Focus Areas > Maritime Affairs > Maritime Transportation > Integrating Maritime Transportation 
Hanh Dam Le - University of Southern California 

Overall goal of this study is being to determine the viability of a corridor-centric managerial strategy capable of aligning the efforts of various transportation interests and the operation of UTS components in a fashion that can both accommodate greater volumes of freight and provide mitigation for detrimental impacts of road freight transport. Objective of this study is to examine the corridor-related priorities being pursued by these different transportation interests, paying special attention to the operational and information management system each is establishing. From an overall corridor perspective, this effort will explore how institutional practices and information systems can be structured and coordinated to improve the efficiency of freight flowing between the maritime and urban transportation systems. Key tasks of this study are to:

  • define and assess the reliability of the existing UTS to support the truck scheduling and extended hours of operations being implemented at the marine terminals and intermodal facilities located through out the urban system;
  • identify misalignments in institutional priorities and system management systems between various corridor-related entities, including the content and flow of freight information. From the perspective of freight flows, how do these misalignments impinge efficiency; 
  • devise strategies for integrating the use of maritime system information with the efficient management of regional surface transportation systems from a freight corridor perspective; and recommend public policy framework modifications and options required to realize efficiency gains from improving freight movement throughout the urban transportation system.


This research will proceed in a systematic approach—beginning with an extensive review of literature and gathering of available data sets, advancing through a series of interviews and surveys of relevant transportation agencies and private operators, and concluding thorough analysis and recommendations for constructive policies. The research will be conducted through several steps:

Step 1: Review existing literature, studies, data sets, and other information on freight improvement programs, management measures, and freight system performance information. Relevant information and data from available sources will be researched and used to the greatest extent possible. These sources will include, but are not limited to: USDOT; FHWA; Caltrans; SCAG; the Port of Los Angeles and the Port of Long Beach; United States Census Bureau 2000 Economic Census; and University of California-Institute of Transportation Studies.

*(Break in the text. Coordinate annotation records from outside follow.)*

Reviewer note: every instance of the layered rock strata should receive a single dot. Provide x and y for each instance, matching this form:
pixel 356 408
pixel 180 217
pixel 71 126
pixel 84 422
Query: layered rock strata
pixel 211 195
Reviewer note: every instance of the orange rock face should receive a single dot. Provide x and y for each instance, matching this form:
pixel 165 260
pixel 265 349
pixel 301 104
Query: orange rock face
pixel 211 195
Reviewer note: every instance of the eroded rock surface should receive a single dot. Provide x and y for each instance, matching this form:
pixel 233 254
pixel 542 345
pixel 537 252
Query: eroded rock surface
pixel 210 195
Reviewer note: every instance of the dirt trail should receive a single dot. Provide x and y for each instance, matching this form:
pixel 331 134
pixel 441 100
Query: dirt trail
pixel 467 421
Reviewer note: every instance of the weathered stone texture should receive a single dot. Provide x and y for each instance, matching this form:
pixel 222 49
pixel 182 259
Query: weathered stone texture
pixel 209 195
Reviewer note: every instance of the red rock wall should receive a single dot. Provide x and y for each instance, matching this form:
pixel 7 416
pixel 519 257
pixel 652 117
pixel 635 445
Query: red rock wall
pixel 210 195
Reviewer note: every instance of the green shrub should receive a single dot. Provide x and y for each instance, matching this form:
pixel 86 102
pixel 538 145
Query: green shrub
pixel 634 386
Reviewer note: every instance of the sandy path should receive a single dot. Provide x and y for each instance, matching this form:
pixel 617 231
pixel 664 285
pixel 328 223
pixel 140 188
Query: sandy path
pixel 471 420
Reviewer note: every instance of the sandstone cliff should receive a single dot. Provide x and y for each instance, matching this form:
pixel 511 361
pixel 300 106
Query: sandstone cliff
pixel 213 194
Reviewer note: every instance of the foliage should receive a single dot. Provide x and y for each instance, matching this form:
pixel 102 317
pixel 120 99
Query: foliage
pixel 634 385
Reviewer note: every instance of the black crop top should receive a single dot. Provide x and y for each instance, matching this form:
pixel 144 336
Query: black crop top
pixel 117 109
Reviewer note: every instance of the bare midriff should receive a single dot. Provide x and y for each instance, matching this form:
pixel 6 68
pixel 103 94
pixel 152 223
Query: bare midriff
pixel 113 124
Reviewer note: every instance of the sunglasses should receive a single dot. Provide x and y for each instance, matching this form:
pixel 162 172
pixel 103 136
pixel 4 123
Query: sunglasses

Step 2: Identify and engage through interview or surveys key transportation agencies and private operators to provide current, local, and industry specific insights on system challenges and management opportunities.

Step 3: Collect and analysis key available freight information and data sets from selected corridor-related entities (SCAG and sub-regional truck counts; Caltrans vehicle counts; intermodal movements’ data sets (EDI sets 417, 418 and 404); Port’s outbound/inbound cargo data sets, etc.). Specific analysis will be placed on ports and highway’s freight information flows and available data sets.

Step 4: Perform an analysis from a corridor perspective to identify misalignment in management policies and practices as well as gaps in available information sets.

Step 5: Prepare proposal on the possible structuring and administration of a corridor-centered entity able to achieve the information and policy sharing functions thought to be necessary for optimal UTS efficiency.

Step 6: Produce a report of findings to include policy recommendations on how a corridor-centric approach could increase efficiency of the UTS.

It is likely that a corridor-centered perspective will be the most advantageous in identifying misalignments in management policies and information gaps that exist, or that will emerge, between the different levels of transportation interests responsible for various components of the UTS. Furthermore, it is hypothesized that a corridor-centric entity could function as information clearing house, allowing for the flow of freight to transition smoothly across alternative modes of transportation.